Kamis,
20 September 2012, pagi hari saya sudah bersiap untuk melakukan penelitian
lapangan. Kali ini obyek penelitian saya adalah Hakim. Pengadilan Negeri
menjadi tempat yang harus saya kunjungi.
Pengadilan
Negeri (PN) yang saya datangi kali ini berada di wilayah Jawa Barat. Kotanya
sejuk, cenderung dingin. Jalanan pun tidak ramai, tetapi tingkat kedisiplinan berlalulintasnya
rendah. Pemandangan seperti pengendara motor tidak memakai helm, atau angkutan
kota yang berhenti ditengah jalan, sudah biasa ditemukan.
Kota
ini sebenarnya tidak asing bagi saya karena setiap tahun, pada saat lebaran,
saya pasti berkunjung kesini. Menempuh 3 sampai 6 jam dari Bandung bukan lagi
hal yang aneh. Tidak sulit menghapal jalan menuju wilayah ini, karena selain tidak
banyak, kondisi jalannya pun cenderung tidak banyak berubah. Namun kali ini
suasananya terasa lain, karena saya datang tidak dengan keluarga, dan misinya
pun lain. Bukan untuk bersilaturahmi, tapi ingin mengetahui banyak hal tentang
Hakim di kota ini.
Kota
tersebut adalah Garut. Satu kota yang memiliki sejarah panjang di wilayah Jawa
Barat. Masyarakatnya kental dengan budaya sunda, tanah Priangan. Dalam
sejarahnya, daerah Kabupaten ini dulunya adalah bagian dari wilayah Limbangan.
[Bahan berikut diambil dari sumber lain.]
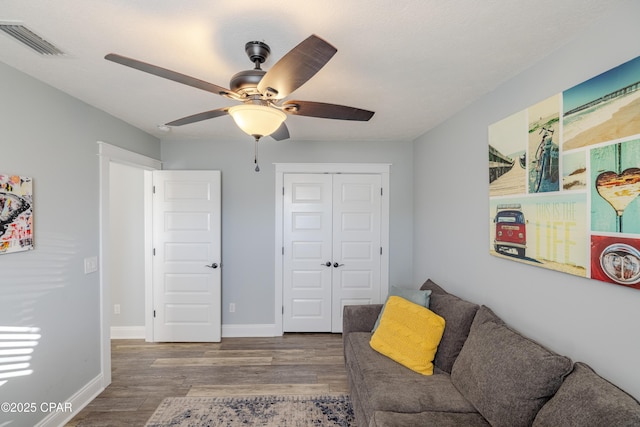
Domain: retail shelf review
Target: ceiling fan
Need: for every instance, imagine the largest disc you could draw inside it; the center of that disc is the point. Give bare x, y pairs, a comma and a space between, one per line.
263, 109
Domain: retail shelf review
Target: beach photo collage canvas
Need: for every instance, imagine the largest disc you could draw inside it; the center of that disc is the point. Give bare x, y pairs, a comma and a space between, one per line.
564, 180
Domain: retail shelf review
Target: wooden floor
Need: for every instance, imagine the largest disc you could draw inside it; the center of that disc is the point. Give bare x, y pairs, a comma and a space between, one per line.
145, 373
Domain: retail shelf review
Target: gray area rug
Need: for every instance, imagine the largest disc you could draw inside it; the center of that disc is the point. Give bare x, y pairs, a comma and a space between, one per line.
281, 411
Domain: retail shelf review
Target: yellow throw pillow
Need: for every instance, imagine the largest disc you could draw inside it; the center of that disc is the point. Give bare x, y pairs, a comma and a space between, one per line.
409, 334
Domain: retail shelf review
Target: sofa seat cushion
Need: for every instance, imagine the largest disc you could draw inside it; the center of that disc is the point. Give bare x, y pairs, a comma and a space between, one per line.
585, 399
507, 376
430, 418
384, 385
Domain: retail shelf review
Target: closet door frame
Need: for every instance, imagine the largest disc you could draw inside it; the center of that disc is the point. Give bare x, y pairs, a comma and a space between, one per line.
383, 169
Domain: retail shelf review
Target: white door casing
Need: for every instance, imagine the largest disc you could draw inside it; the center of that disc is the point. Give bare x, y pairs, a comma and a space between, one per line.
332, 251
187, 258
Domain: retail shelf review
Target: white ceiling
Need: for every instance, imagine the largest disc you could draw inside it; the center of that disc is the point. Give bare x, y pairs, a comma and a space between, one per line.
414, 62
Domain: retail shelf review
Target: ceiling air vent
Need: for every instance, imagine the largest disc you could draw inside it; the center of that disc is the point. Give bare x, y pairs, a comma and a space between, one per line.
30, 39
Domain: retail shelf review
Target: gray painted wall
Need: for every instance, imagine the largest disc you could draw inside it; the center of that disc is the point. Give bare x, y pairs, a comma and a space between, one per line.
51, 137
127, 261
248, 209
584, 319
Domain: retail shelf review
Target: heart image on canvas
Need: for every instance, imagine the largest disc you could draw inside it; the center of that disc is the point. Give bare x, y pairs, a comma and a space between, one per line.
619, 189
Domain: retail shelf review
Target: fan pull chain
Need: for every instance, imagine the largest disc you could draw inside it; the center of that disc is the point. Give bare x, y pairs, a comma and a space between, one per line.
255, 156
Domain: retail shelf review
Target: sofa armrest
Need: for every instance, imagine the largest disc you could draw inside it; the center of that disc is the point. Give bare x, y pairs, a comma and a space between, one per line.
359, 318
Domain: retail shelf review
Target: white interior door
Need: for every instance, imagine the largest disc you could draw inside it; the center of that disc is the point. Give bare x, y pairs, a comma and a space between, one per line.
356, 243
331, 248
307, 250
186, 262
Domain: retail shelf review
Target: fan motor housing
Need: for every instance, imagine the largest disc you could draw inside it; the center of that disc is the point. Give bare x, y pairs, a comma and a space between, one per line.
246, 81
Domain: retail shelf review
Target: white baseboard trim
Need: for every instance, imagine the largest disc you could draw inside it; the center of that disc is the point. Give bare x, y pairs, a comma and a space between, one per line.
127, 332
235, 331
61, 414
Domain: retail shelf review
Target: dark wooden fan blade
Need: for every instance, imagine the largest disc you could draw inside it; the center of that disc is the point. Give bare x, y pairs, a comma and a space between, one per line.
326, 111
296, 67
199, 117
281, 133
168, 74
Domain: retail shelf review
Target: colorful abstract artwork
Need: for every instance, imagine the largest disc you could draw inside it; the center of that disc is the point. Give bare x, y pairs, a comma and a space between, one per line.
16, 213
564, 180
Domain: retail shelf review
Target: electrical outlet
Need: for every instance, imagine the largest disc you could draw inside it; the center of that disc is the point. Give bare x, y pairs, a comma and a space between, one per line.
90, 264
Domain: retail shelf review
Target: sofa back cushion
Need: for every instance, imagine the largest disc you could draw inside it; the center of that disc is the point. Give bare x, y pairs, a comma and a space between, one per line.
416, 296
507, 376
459, 315
433, 287
585, 399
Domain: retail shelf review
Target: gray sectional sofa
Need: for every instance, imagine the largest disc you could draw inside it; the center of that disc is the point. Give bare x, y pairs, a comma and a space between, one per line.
485, 374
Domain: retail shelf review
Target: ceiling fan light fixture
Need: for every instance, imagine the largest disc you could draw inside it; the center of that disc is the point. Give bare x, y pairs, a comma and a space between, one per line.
257, 120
Pada tahun 1811 Gubernur Jenderal Daendles memishakannya menjadi Kabupaten
tersendiri. Ulang tahun Garut jatuh pada tanggal 15 September, yang merupakan
tanggal pertama kali dilakukan peletakan batu pertama pembangunan
sarana-prasarana.
Pukul
09.00, saya bergegas pergi menuju PN Garut, sesaat setelah menyelsaikan sarapan
di penginapan. Jarak antara penginapan dan PN Garut tidak jauh, ditambah dengan
lengangnya jalanan, membuat jarak bisa ditempuh dalam 15 menit saja. Kondisi
itu membuat Garut terasa sangat ramah untuk beraktifitas, apalagi dibandingkan
dengan penatnya lalu lintas Jakarta di Pagi hari.
Sampai
pengadilan, perhatian saya tersita oleh adanya kerumunan massa. Banyak pertanyaan
muncul dalam benak saya, “apakah sedang ada kerusuhan, atau demonstrasi, atau
sekedar kesibukan masyarakat kebanyakan?”. Setelah memperhatikan lebih detail,
ternyata hampir semua dari mereka berpakaian serba putih dan mengenakan sorban.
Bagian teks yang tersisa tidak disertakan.